The focus of my laboratory is the development of cancer therapies that target pathways responsible for cancer initiation and progression. I am particularly interested in the study of cancers dependent upon alterations in tyrosine kinase and steroid receptor signaling. In pursuit of this goal, we have established relevant model systems in which changes in a drugs proposed molecular target can be correlated with drug dose, serum level, and anticancer activity. Our hypothesis is that the consequences of pathway inhibition will vary as a function of cell lineage and the complement of mutations within a tumor cells. Therefore, in order to improve the treat of cancer patients, one must understand not only which genetic changes are commonly found within particular tumor types but the mechanisms whereby these genetic alterations support tumor growth, survival, metastasis or other hallmarks of the cancer phenotype.
One focus of the laboratory is understanding the role played by activated Ras and Raf in mediating transformation. The RAS/RAF/MEK/ERK cascade (MAPK pathway) transduces growth factor initiated signals that regulate cell proliferation and survival. Constitutive activation of this pathway is a common event in human tumors and activating mutations in this pathway occur in Ras, B-Raf and upstream receptor tyrosine kinases (RTK) in a mutually exclusive fashion. We find that tumor cells with activating BRAF mutations are selectively sensitivity to MEK inhibition (Solit et al., Nature 2006). Tumors in which MAP kinase is activated by other upstream activating mutations (RAS, RTKs, unknown) are typically less sensitive or resistant to MEK inhibition.

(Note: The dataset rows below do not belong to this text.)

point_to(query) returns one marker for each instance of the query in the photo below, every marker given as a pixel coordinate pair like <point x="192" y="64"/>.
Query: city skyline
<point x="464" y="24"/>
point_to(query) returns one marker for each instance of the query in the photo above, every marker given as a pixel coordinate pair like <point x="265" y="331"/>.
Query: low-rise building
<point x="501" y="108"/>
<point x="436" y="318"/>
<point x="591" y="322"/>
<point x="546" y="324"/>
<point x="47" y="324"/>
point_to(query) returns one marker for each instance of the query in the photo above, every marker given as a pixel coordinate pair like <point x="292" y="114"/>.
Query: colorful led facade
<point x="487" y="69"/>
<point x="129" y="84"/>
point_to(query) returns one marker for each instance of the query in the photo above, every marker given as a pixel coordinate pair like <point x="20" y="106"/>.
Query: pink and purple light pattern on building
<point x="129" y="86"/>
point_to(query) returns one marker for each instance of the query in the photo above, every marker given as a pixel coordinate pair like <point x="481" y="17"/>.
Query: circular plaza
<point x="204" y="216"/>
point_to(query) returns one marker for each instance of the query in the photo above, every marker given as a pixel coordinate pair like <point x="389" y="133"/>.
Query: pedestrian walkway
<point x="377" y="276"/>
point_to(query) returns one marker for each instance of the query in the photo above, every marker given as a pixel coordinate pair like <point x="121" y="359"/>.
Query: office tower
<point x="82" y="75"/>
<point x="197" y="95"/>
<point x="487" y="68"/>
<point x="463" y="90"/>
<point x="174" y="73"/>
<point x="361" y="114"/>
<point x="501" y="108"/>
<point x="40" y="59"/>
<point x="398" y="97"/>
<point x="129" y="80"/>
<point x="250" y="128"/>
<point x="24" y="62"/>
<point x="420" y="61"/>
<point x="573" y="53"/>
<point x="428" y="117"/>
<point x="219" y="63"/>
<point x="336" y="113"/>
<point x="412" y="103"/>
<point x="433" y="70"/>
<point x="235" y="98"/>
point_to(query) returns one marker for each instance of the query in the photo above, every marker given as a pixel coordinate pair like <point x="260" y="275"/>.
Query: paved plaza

Using pharmacologic and genetic methods, current studies are focused on identifying which downstream effector pathways are most responsible for mediating growth and survival in tumors with Ras and B-Raf mutations. These studies are of interest as selective inhibitors of these downstream pathways are currently being testing in patients at MSKCC and elsewhere. Concurrent mutations that mediate resistance to Raf and MEK inhibitors are also being studied using preclinical model systems and human tumor samples. One goal of such studies is to use the data generated to develop rational combination therapies.